Timely optimization, part 3
Avoiding expensive list operations
Previously, I wrote about the effect of switching from simple list search to using a two-dimensional index (a type of quadtree), and the impact of moving code from the application at large into the data structure, reducing the overheads of creating results sets only for them to be filtered or reduced in some way but essentially discarded.
The widespread use of lists is part and parcel of GPXmagic however. It’s an editor and visualiser for lists of GPS coordinates; that’s what a GPX file is Being many-times bitten by premature optimisation, I am generally fairly careful to avoid any. for example, as you can see in the screenshot above, there’s a few options for how to visualise a track.

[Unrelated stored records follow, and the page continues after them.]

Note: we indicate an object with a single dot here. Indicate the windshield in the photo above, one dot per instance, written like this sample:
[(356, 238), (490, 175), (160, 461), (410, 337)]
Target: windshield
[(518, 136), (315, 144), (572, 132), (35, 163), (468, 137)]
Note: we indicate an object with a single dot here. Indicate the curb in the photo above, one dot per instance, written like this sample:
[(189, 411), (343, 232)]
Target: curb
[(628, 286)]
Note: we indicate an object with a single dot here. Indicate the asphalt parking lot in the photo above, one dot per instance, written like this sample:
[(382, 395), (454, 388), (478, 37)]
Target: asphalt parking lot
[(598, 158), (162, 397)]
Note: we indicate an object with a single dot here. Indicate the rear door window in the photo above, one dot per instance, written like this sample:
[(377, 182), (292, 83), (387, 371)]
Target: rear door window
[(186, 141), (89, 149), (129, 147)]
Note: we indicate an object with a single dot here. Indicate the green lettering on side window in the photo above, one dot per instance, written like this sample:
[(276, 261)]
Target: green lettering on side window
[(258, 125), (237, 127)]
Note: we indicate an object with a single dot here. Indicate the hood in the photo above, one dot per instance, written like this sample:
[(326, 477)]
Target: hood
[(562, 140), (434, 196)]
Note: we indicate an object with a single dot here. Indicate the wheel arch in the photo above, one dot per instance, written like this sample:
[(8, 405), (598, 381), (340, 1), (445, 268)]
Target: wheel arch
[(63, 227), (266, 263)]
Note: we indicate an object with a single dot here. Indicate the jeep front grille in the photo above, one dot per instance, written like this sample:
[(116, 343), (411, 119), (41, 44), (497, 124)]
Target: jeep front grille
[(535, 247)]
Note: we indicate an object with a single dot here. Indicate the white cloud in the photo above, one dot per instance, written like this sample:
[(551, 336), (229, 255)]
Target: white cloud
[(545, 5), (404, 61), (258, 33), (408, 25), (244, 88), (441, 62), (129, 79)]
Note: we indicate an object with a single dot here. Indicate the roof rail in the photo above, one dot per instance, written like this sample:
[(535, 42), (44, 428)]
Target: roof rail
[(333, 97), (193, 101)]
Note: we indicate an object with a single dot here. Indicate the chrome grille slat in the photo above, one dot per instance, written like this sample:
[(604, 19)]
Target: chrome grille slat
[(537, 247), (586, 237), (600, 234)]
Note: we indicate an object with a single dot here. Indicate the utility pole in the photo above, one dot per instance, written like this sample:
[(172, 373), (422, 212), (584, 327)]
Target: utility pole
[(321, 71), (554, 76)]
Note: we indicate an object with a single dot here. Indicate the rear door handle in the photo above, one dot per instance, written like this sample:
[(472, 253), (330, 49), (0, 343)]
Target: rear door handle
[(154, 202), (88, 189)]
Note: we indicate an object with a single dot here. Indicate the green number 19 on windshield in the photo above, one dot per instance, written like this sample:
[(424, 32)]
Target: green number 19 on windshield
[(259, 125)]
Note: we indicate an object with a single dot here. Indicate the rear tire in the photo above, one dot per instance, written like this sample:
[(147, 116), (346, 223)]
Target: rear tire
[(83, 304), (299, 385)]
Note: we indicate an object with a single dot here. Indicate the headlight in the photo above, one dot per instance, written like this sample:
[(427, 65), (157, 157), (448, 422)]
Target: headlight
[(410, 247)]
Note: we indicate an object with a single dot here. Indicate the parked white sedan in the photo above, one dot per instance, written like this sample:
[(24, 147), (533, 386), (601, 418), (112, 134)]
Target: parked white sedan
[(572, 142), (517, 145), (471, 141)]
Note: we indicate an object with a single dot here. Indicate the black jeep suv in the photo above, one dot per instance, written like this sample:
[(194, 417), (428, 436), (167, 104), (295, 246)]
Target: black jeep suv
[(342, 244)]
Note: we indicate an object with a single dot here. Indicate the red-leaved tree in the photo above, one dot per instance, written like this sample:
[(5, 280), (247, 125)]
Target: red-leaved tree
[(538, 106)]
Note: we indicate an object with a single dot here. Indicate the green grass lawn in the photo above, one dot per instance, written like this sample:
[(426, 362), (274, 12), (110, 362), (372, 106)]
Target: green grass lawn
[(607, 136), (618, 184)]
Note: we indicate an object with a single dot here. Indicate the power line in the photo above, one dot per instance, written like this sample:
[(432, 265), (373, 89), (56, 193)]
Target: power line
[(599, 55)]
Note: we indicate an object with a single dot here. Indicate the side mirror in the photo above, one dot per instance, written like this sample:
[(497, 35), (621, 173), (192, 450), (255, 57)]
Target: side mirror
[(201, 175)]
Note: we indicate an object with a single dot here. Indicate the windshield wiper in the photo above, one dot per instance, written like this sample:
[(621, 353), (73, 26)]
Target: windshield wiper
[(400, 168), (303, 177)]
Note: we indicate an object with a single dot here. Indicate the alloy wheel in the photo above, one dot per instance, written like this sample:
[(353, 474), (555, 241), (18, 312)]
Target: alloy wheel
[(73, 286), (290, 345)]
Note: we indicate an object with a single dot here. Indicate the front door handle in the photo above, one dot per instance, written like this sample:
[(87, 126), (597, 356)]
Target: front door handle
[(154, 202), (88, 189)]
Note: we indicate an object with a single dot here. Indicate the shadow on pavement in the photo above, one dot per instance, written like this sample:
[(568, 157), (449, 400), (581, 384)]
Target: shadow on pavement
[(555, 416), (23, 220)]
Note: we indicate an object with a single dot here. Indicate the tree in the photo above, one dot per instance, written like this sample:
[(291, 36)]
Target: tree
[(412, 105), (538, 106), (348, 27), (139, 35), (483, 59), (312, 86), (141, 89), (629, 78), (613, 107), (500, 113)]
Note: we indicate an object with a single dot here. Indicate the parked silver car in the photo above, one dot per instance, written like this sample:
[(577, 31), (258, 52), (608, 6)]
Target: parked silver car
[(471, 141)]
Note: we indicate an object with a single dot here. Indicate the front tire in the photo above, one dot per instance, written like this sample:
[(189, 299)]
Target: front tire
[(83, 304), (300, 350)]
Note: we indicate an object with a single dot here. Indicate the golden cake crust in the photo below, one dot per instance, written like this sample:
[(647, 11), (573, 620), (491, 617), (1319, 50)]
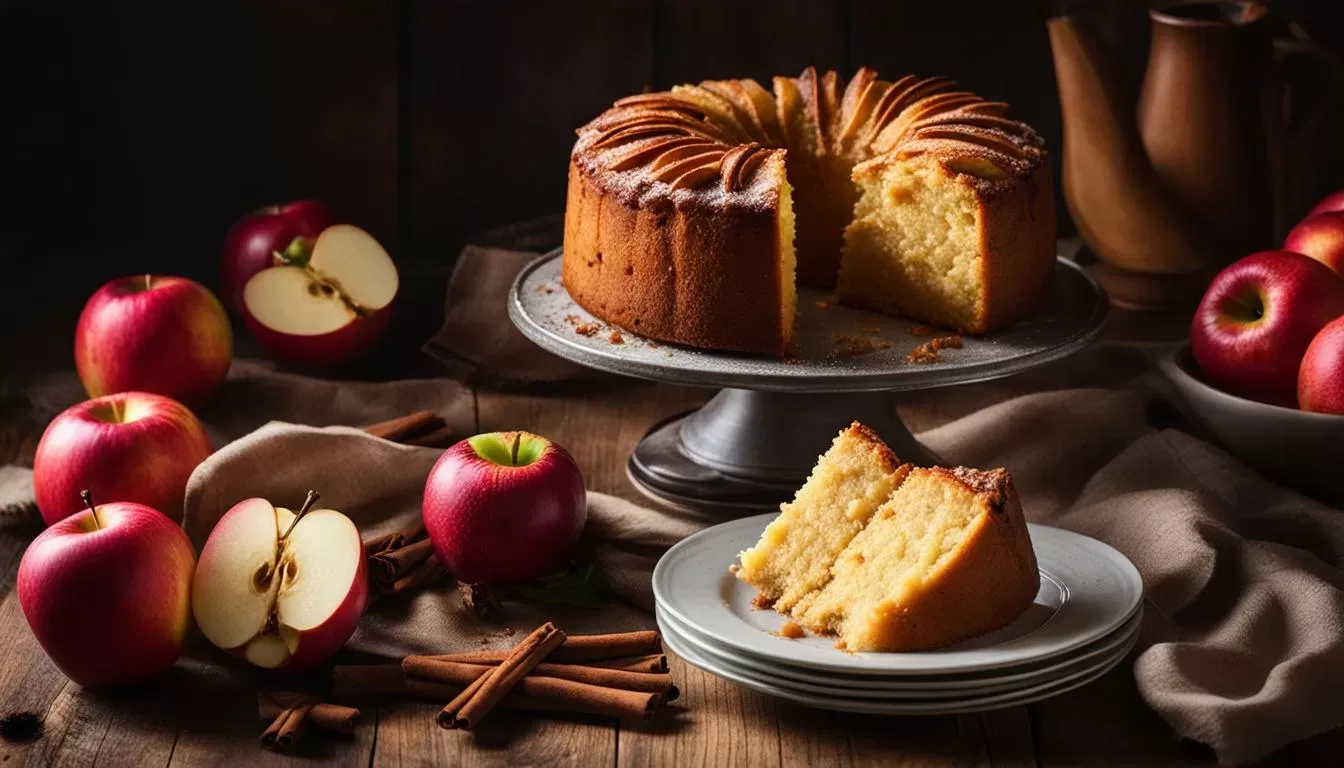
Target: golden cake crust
[(989, 581), (672, 217)]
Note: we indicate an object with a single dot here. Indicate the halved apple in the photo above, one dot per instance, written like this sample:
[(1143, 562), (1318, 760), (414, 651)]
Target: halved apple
[(325, 308), (280, 589)]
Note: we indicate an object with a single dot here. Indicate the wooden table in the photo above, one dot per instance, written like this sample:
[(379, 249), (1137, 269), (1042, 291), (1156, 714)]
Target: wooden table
[(198, 716)]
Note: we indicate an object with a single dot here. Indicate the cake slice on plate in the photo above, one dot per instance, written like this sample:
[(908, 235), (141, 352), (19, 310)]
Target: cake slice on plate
[(792, 561), (942, 557)]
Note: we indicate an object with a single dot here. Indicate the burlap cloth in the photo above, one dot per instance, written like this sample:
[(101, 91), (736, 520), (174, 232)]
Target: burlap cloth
[(1243, 635)]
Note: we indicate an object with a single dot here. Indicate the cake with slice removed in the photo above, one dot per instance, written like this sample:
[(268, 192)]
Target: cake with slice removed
[(944, 557)]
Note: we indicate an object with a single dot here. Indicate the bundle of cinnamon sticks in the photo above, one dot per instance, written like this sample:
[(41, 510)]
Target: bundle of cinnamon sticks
[(290, 713), (622, 675), (402, 561), (422, 428)]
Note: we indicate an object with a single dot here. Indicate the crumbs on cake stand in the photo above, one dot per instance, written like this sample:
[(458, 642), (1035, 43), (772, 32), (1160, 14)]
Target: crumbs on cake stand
[(932, 351), (848, 346)]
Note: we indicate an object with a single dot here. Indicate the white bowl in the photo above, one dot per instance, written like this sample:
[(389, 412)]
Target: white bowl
[(1301, 449)]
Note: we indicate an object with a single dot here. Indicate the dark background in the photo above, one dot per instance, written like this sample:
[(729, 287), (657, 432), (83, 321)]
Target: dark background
[(136, 133)]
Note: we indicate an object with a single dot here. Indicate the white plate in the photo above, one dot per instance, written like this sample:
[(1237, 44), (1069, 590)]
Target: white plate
[(1087, 591), (876, 706), (924, 686)]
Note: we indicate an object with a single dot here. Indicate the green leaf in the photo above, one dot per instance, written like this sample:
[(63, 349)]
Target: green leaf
[(578, 587)]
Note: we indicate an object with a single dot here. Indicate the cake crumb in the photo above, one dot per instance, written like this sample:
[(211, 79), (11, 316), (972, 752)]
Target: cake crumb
[(854, 346), (930, 351)]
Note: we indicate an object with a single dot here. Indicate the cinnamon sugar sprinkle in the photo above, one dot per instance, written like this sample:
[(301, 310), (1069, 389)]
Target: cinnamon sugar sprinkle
[(850, 346), (930, 351)]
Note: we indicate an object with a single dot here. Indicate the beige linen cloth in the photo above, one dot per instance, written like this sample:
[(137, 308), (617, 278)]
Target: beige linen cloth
[(1243, 635)]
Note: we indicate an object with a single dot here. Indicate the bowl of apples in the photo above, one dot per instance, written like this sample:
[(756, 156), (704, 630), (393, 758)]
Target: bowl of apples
[(1264, 370)]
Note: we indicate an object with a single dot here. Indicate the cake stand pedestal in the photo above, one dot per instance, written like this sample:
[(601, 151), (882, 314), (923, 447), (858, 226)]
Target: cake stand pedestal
[(754, 443)]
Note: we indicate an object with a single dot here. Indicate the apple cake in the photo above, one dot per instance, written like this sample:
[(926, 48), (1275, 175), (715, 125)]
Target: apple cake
[(891, 557), (694, 213)]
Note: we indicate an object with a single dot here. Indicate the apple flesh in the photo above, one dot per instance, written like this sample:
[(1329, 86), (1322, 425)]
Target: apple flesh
[(328, 308), (280, 600), (1320, 381), (504, 507), (127, 447), (165, 335), (1257, 318), (265, 237), (1320, 237), (106, 593)]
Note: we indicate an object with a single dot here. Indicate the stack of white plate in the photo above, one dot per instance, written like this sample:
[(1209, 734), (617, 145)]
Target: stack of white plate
[(1083, 622)]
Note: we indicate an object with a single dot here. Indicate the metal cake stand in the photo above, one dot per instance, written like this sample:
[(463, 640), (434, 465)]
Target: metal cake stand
[(754, 443)]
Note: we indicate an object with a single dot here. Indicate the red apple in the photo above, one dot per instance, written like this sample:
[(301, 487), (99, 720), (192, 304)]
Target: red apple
[(328, 308), (106, 593), (1320, 237), (1257, 318), (277, 588), (165, 335), (1320, 381), (265, 237), (504, 507), (1332, 202), (125, 447)]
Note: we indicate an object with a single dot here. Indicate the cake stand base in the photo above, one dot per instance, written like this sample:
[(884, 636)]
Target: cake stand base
[(747, 451)]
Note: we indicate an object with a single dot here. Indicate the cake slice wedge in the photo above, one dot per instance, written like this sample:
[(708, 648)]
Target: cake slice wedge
[(945, 558), (792, 562)]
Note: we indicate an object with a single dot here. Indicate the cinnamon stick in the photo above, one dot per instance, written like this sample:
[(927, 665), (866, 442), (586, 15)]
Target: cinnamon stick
[(485, 692), (460, 674), (356, 682), (325, 716), (402, 427), (581, 648), (441, 437), (391, 564), (286, 731)]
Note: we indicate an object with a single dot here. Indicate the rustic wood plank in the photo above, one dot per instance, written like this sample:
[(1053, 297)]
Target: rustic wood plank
[(715, 722), (409, 736), (496, 92), (321, 108), (218, 724), (712, 39)]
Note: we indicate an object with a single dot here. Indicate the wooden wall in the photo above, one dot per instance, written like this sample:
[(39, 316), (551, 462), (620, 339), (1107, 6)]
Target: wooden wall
[(137, 132)]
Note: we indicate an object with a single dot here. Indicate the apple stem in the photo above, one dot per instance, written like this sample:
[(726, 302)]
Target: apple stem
[(308, 505), (88, 499)]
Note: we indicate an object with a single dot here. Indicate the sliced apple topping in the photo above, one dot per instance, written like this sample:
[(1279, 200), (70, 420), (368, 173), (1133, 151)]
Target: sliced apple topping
[(347, 276)]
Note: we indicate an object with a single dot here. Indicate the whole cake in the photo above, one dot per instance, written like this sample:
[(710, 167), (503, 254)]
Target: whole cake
[(692, 214), (891, 557)]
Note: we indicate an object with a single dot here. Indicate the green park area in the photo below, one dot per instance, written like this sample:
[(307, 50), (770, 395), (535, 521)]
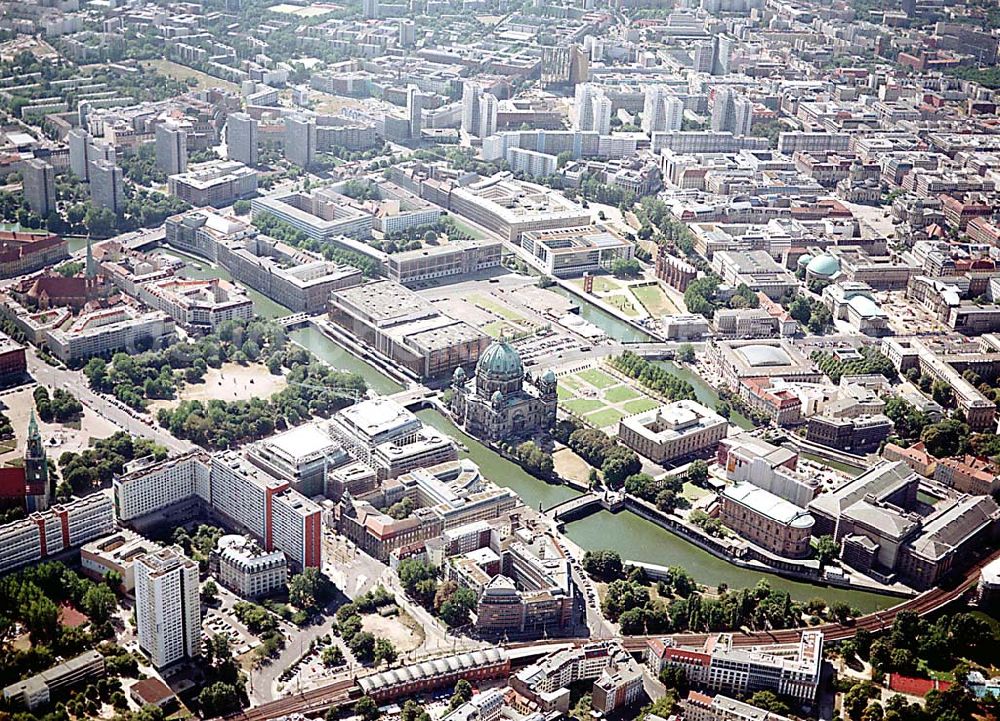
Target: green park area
[(599, 398)]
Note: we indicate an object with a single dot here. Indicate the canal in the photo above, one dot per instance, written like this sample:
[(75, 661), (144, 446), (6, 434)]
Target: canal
[(339, 357), (634, 537), (614, 327), (196, 267)]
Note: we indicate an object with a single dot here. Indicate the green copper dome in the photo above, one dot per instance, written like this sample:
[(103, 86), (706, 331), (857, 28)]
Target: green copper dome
[(500, 362), (824, 266)]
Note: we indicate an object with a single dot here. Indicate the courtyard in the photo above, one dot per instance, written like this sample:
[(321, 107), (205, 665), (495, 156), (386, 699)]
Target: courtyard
[(599, 398)]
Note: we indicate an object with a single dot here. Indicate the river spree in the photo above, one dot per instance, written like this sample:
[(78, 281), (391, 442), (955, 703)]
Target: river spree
[(636, 538)]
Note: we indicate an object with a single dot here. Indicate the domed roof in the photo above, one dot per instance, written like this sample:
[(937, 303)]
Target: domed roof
[(825, 266), (500, 362)]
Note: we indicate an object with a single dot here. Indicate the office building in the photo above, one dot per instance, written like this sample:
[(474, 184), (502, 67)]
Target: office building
[(767, 520), (59, 528), (167, 606), (488, 108), (216, 183), (117, 553), (401, 325), (39, 183), (732, 112), (241, 138), (677, 430), (510, 207), (572, 252), (106, 186), (36, 691), (246, 569), (300, 140), (171, 148), (791, 670)]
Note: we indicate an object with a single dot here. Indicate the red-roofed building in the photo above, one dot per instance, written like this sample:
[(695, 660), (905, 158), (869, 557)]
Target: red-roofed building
[(22, 253)]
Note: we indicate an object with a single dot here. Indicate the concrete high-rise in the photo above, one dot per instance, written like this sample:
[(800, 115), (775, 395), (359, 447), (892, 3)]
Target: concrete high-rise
[(39, 182), (471, 93), (167, 607), (407, 33), (241, 138), (488, 109), (414, 110), (106, 185), (732, 112), (300, 140), (661, 111), (601, 105), (79, 146), (171, 148)]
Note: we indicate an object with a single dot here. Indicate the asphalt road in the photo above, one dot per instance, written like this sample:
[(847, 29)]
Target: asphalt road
[(76, 383)]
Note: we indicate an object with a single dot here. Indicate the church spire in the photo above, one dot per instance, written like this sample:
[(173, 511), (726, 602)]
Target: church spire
[(91, 269)]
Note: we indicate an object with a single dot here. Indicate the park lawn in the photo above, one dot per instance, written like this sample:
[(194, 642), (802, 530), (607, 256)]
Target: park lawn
[(183, 72), (583, 406), (640, 405), (497, 309), (598, 378), (607, 417), (693, 492), (620, 394), (497, 328), (469, 230), (653, 299), (622, 303)]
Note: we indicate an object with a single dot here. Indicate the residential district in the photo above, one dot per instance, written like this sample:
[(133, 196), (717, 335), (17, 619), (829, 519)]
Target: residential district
[(499, 360)]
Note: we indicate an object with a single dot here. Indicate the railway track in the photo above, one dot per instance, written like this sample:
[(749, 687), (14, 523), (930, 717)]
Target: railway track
[(341, 692)]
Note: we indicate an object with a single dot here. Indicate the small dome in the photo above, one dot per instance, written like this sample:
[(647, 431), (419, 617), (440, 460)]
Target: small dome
[(823, 266), (500, 362)]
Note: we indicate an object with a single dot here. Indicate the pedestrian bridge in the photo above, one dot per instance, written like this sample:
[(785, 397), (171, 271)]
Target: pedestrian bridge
[(295, 320), (584, 505)]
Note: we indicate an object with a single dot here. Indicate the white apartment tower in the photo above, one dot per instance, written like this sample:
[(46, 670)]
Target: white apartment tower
[(471, 94), (106, 185), (489, 106), (171, 148), (300, 140), (39, 183), (583, 106), (732, 112), (168, 610), (661, 111), (241, 138), (601, 110)]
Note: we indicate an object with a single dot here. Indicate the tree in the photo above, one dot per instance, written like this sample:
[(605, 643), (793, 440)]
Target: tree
[(769, 701), (605, 565), (697, 472), (309, 590), (826, 549), (945, 438), (99, 603), (367, 709), (622, 268), (219, 699), (384, 651), (209, 591)]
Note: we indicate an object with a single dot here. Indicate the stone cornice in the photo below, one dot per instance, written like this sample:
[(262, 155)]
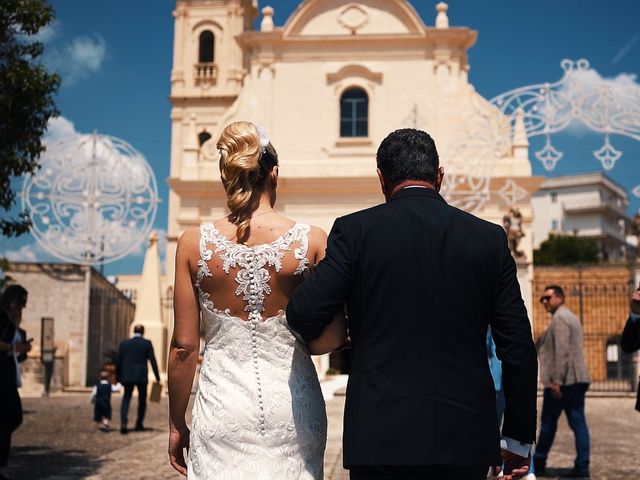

Up until now, I have not tried to optimise this. I do most of my functional testing on small to moderate tracks, with perhaps a few thousand GPS points. Here’s a snippet of code that I use to render.
...
scene =
List.concat
[ graphNodes
, if options.centreLine then
mapOverPairs (centreLineBetween gradientColourPastel) else
[]
, if options.roadTrack then
mapOverPairs paintSurfaceBetween else
[]
, if options.curtainStyle /= NoCurtain && not options.terrainOn then
mapOverPairs (curtainBetween floorPlane gradientFunction) else
[]
, if options.roadPillars && not options.terrainOn then
mapOverPoints (roadSupportPillar floorPlane) else
[]
, if options.roadCones && not options.terrainOn then
mapOverPoints trackPointCone else
[]
]
in
scene
It makes a pass across the list for each of the five possible elements, each produces a list of WebGL visual elements, which are concatenated at the end. It’s fairly clear. It runs reasonably quickly. Is there a problem?
Imagine this running over one of my larger examples. It has 23,000 points. At worst, we’re traversing this five times. Each traversal constructs an even longer list of visual elements. We may then have five lists of (say) 50,000 elements each. These are then concatenated into a final result of 250,000 elements. The partial lists are then discarded for the garbage collector to recycle. Our peak memory usage is far higher than it need be.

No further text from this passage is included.